Friday, July 15, 2011

Baby Fever, and I am feeling Guilty...

Hello again, I have not seen you (well technically wrote to you) in a while. Well I have been feeling just a bit guilty lately and here's why.. Every time I look at facebook *addiction #1 but we will save that for later* Someone I know is either pregnant, or has just had a baby! I love babies, and I am so happy for each and every one of the families blessed with a new addition.  And yes when I stalk look at all of their gorgeous pictures I get a flip in my stomach, and a burning desire to have a baby myself as soon as possible.  Then reality sets in.. and I go through my 1-2-3..4-5.. what ifs. { Fair warning this is me speaking.  Are the following rationale thoughts, probably not.. do you think this way, probably but you wont admit it..just keeping it real}
#1- Could I love another baby as much as I love Lilly?
Ok unless you have been on the moon { which your facebook might have reached you there} you might have noticed Andrew and I are OVER the MOON {hehe} in love with Lilly.  We are constantly playing, kissing, and squeezing (rather tightly *another thing I am working on*) her all the time.  I sit in bed at night and fight the desire to bring her in the bed with us and snuggle all night. My mother has always reassured me that she loved me and my brother the same {yeah yeah} but I just don't know how I could love another as much as I love Lilly.
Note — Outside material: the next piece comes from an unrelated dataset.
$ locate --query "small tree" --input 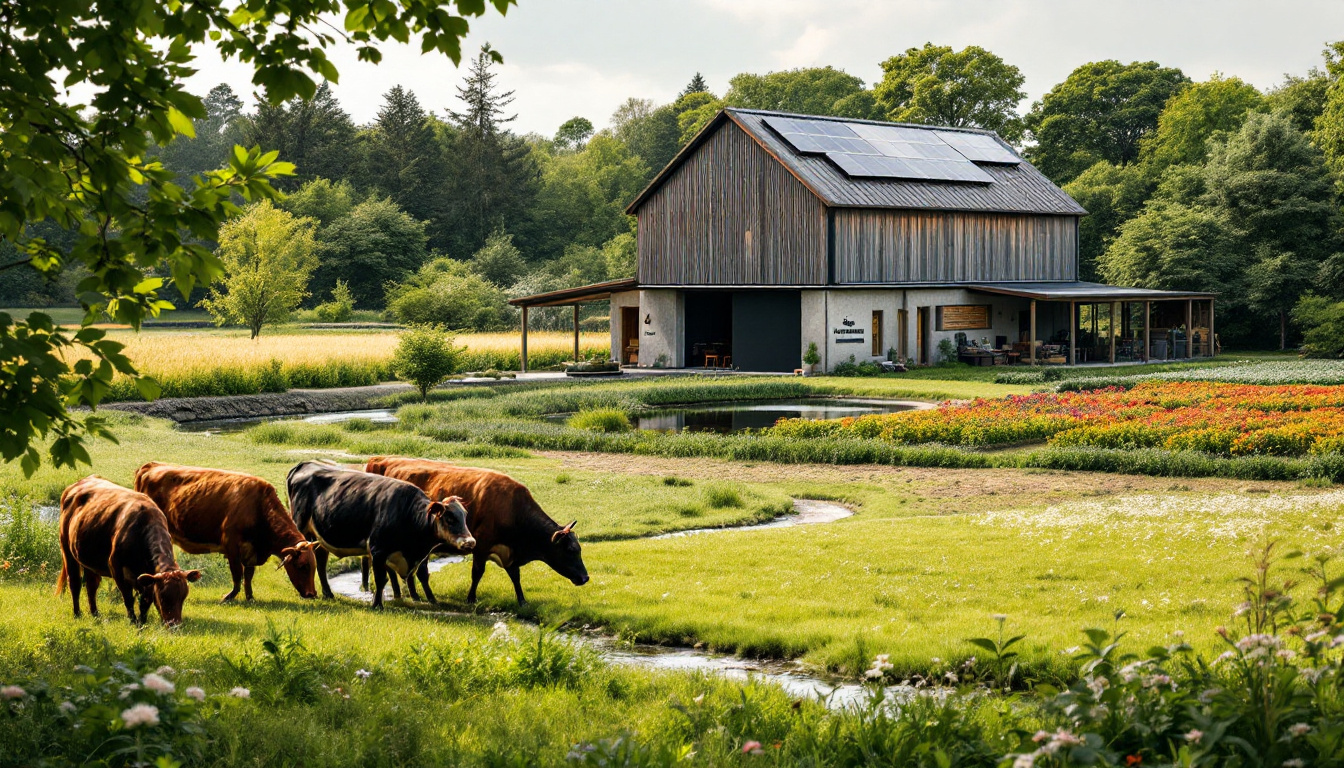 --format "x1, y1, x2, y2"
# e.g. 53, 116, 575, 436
200, 200, 317, 339
392, 325, 462, 401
#2- Lilly is so good, what if they next one is a terror?!
{If you are a 2nd child this no ways reflects on you unless you really were a terror or difficult} No Mom will openly call their child a "terror" but I am sure I am not the only one who has heard, "Well my first one was a PERFECT baby, but the 2nd was a handful" if you haven't heard that you have heard something like it. Or maybe the 2nd child has health issues, or allergies, or fusses more.  Let me recap Lilly's life for you. * Perfect sleeper- First day home from the hospital up through now, has slept *at least* 10 hours a night... *Perfect Eater-Eats everything, veggies, meats, milk, cereal. Transitioned perfectly from bottle to "real food" at 9 months! *Teething- what teething?! Never ran a fever, got sick, or fussed (more than usual) got rid of passy at 10 months *Lilly gets along with other children, cleans up her messes, says "Please, thank you, sorry, your welcome" all at the appropriate times, and is so smart! With such a perfect baby will my next one be more than we can handle?!
#3- Will I go through another miscarriage? This is pretty self explanatory, but it is a huge fear of mine.  I still have nightmares about my first loss, and can not shake that feeling that maybe Lilly was a blessing from God, and I should be content with that.
Ok here comes the irrational ones... #4- Will I gain a lot of weight and not be able to lose it back, #5- Will I be exhausted running after 2 kids? #6- What if it is a boy, I know nothing about boys?!
Although those last ones probably seem really weird/funny... they are seriously things I think about.. I have lost over 80 pounds since having Lilly, and I am not ready to gain weight back.. After watching Lilly's 2 cousins Lucy and Kate-Linn for a week {PS they are really amazing girls} I was exhausted, and felt in a daze for a week after... and of course the Merritt's all want a little guy running around after all the girls, but "I don't know nothing about birthing no boys" {in my best Prissy voice} I know that God has a plan, and he will decide what my future holds, and until I get over all most of my fears, we will not consider children yet.  For now we are going to enjoy every minute with Lilly, and enjoy our family of 6 {dogs included} and see what God has planned for us in the future.